O que houve ontem em Mineapollis – novamente, a mesma cidade onde George Floyd foi morto por policiais, desencadeando uma onda de protesto que chega à cidade do filme de Aster de forma inicialmente caricata e depois com toda sua potência – é um exemplo e um reflexo da realidade que o quadro geral que “Eddington” instala na tela do cinema. Tudo a ver o fato mais recente e o que este cinema traz.

O filme é confuso, estabanado e exagerado, mistura temas e detona um pouco de todos eles sem se deter muito em nenhum, solta fios desencapados que ora irritam o espectador com um campo minado de dados soltos mas também o alertam para o inexpugnável propósito por trás de todo aquele furacão cinematográfico. Não tem como não ter sido pensado assim. O que parece falho e pode incomodar pelas soluções evidentemente despreocupadas com qualquer fazer sentido na verdade é o objetivo que recobre tudo.




Não assista a “Eddintgon” esperando controlar a narrativa que lhe chega aos olhos – mesmo porque seu par de olhos e de ouvidos não será suficiente, assim como seu cérebro limitado, para dar conta de todos os estímulos simultâneos. Há cenas em que você parece precisar se decidir entre ouvir e entender o diálogo (ainda mais lendo legendas) ou prestar atenção numa informação que vem de um ruído de fundo (mas não tão fundo que possa ser desimportante) ou ainda ler textos nas telinhas de celulares ou similares que compõem os quadros das sequências. A questão é: esqueça o cerebral, viva o sensorial puro e simples e siga adiante – o que o filme quer lhe mostrar e dizer, a provocação que ele pretende fazer, precisa dessa mistura doida e sem barreiras. Este pandemônio é a própria essência do que o filme representa, a balbúrdia é seu idioma particular. Nada mais distante da apreensão organizada de forma crescente mas escalonada em “Midsommar”, mas ainda é Aster com seu arsenal tão particular fazendo a diferença.

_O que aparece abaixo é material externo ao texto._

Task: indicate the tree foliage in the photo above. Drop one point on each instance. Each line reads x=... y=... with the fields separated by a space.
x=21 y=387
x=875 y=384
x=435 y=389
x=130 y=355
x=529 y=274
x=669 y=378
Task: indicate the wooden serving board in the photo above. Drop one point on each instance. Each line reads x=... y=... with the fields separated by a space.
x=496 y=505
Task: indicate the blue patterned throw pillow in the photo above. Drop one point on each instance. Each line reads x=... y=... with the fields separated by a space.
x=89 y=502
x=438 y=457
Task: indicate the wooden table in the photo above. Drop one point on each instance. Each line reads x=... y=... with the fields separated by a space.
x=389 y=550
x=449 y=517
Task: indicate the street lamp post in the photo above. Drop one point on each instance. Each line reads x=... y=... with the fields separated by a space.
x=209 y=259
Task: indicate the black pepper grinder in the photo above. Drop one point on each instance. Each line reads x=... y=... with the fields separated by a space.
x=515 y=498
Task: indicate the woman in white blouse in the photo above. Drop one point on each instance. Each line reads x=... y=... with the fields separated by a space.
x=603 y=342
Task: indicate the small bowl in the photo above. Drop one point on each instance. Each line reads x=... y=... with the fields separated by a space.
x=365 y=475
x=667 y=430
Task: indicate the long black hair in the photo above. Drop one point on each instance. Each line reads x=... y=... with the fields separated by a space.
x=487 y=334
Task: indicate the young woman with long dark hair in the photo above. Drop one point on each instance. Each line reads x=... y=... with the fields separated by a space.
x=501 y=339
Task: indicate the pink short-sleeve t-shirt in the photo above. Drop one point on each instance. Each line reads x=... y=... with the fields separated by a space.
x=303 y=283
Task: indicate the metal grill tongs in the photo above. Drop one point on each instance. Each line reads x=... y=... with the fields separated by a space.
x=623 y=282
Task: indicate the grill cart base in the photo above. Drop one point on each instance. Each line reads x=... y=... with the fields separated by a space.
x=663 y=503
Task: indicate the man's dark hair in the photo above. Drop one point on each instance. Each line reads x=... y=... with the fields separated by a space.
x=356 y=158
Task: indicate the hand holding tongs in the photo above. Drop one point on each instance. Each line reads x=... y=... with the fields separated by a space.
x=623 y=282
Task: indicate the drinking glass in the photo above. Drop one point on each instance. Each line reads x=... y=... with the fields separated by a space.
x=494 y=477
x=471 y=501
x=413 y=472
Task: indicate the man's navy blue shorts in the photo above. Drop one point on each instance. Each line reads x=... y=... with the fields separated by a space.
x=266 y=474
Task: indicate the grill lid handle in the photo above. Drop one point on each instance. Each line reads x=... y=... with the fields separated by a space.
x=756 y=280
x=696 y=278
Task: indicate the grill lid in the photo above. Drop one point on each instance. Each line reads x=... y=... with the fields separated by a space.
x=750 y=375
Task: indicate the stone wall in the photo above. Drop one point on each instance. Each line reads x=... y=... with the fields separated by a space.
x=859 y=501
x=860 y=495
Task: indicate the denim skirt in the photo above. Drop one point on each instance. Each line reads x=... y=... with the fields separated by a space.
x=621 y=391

“Eddington” é um tratado cinematográfico sobre a loucura americana atual, sob Trump e as polarizações exacerbadas – não menos do que no filme, se a gente pensar bem. Uma sinfonia do caos que rastreia e expõe em forma de metáfora visual o rumo que o mundo tomou, a reboque de tecnologias que tribalizam, líderes esquentadinhos que agem como crianças mimadas, uma extrema direita que segura a cruz cristã numa mão e a metralhadora de matar bandido na outra. Não à toa, o filme só realmente acontece – e a partir daqui, não para mais nem pra respirar – após um massacre que ocorre depois de pelo menos uma hora de projeção. Você pensa que o filme vai acabar mas não – está apenas começando. Penso em Glauber Rocha e em Quentin Tarantino, em Roberto Rodriguez e “A Batalha de Argel”.

Deste ponto em diante, quanto menos previsibilidade houver – e há – melhor o filme fica. Quando mais confuso, mais rico. Quanto mais disparatado, mais coerente. É algo que vai surgindo em meio às cinzas do que resta na tela, onde até uma citação de “Rambo” soa, acredite, natural. Um evento, um teatro de José Celso Martinez em outra matriz, a Roda Viva planetária do nosso tempo, banhada em sangue. Um filme que, acredito, vai virar cult em dez segundos.

Que bom que meus filhos me mostraram o quanto eu não sou de nada – e me apresentaram a Ari Aster.